Capacity of cities to tackle climate change key in ‘crucial battle’ for planet’s preservation, says UN chief

11 January 2020

Cities – hubs of creativity and new ideas – can provide solutions to resolve humanity’s “suicide war” against nature, and lead the world towards a sustainable future, UN Secretary-General António Guterres said on Saturday in Lisbon, which has been named the 2020 European Green Capital. 

Nature has responded to this “suicide war” many times, “as we have seen through hurricanes, fires, and severe drought in various regions of the world,” Mr. Guterres told the ceremony, at which the European Commision honoured Lisbon’s push for a green transformation that could serve as a role-model for other European cities. 

But the UN chief stressed that no matter how much harm we do to the Earth, “it will continue to spin around the sun for millions of years.” The real problem is that “humanity is destroying itself, and the possibility of being able to live on the planet,” he explained. 

Cities can be the basis of success against climate change  

Mr. Guterres emphasized that in the “crucial battle for the preservation of the planet, and above all, for the preservation of our presence in the planet” are two essential factors: the capacity of the cities and the European commitment to reach carbon neutrality by 2050.  

Highlighting that cities have half of the world population, two thirds of the European population, and account for 70 per cent of greenhouse gas emissions, the Secretary-General said: “Cities can be the basis of our success.”  
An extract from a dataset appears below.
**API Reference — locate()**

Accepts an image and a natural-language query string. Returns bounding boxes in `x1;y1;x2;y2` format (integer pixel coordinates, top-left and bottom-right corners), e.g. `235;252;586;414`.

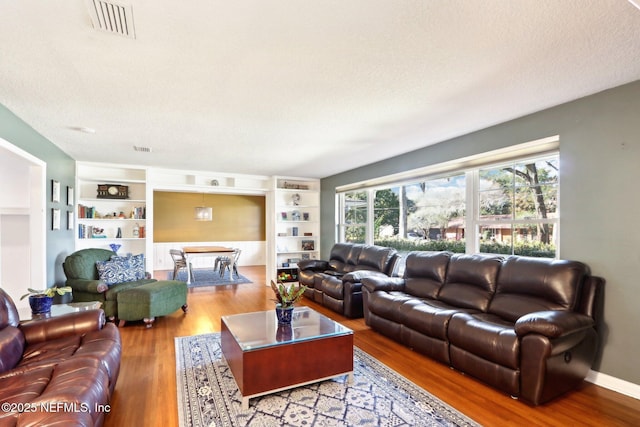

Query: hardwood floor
105;267;640;427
As for the European commitment to reach carbon neutrality by 2050, he stated that “our hope is that Europe will lead the example and convince other super powers to enter the right path to defeat climate change”. 

A New Year, a renewed push for sustainability 

In his remarks, Mr. Guterres also spotlighted 2020 as the year to make the fight against climate change more efficient. He identified three opportunities to start breaking the “cycle of war, which we are waging against nature”: 

  • The 2020 UN biodiversity Conference, set to be held in Kunming, China in October  
  •  The 2020 UN Ocean Conference, to be held in Lisbon from 2-6 June, and  
  • The next UN climate conference, COP26, which will take place in Glasgow next November and where countries can pledge concrete measures to combat climate change 

The Secretary-General pointed out that these major events will take place during Lisbon’s presidency as the Green Capital of Europe, and at a time when three major battles are being lost: one million of the Earth’s species are at risk of disappearing; pollution is increasing, especially plastics in the ocean; more efforts are needed to ensure the Paris Agreement is an effective tool to fight climate change. 

Looking ahead with hope 

The Secretary-General, however, expressed optimism because the international community knows what needs to be done.   

There is “no reason to continue to rely on fossil fuels,’’ when other technologies already exist. He also stressed that another hopeful development is the growing mobilization of youth who are demanding the “political will to drive these transformations.” 

“We see cities defending the environment, defending a green perspective and fighting against climate change,” he continued. 

Mentioning C40, the network of the world’s megacities committed to climate action, Mr. Guterres praised the cities that are the most determined to fight the battle against climate change.  

“Those cities are available to do everything that is necessary to guarantee that we can defeat climate change. The problem is that often governments [hinder] their action and the action of the regions in achieving a green economy, in leading an effective battle against climate change,” the Secretary-General added.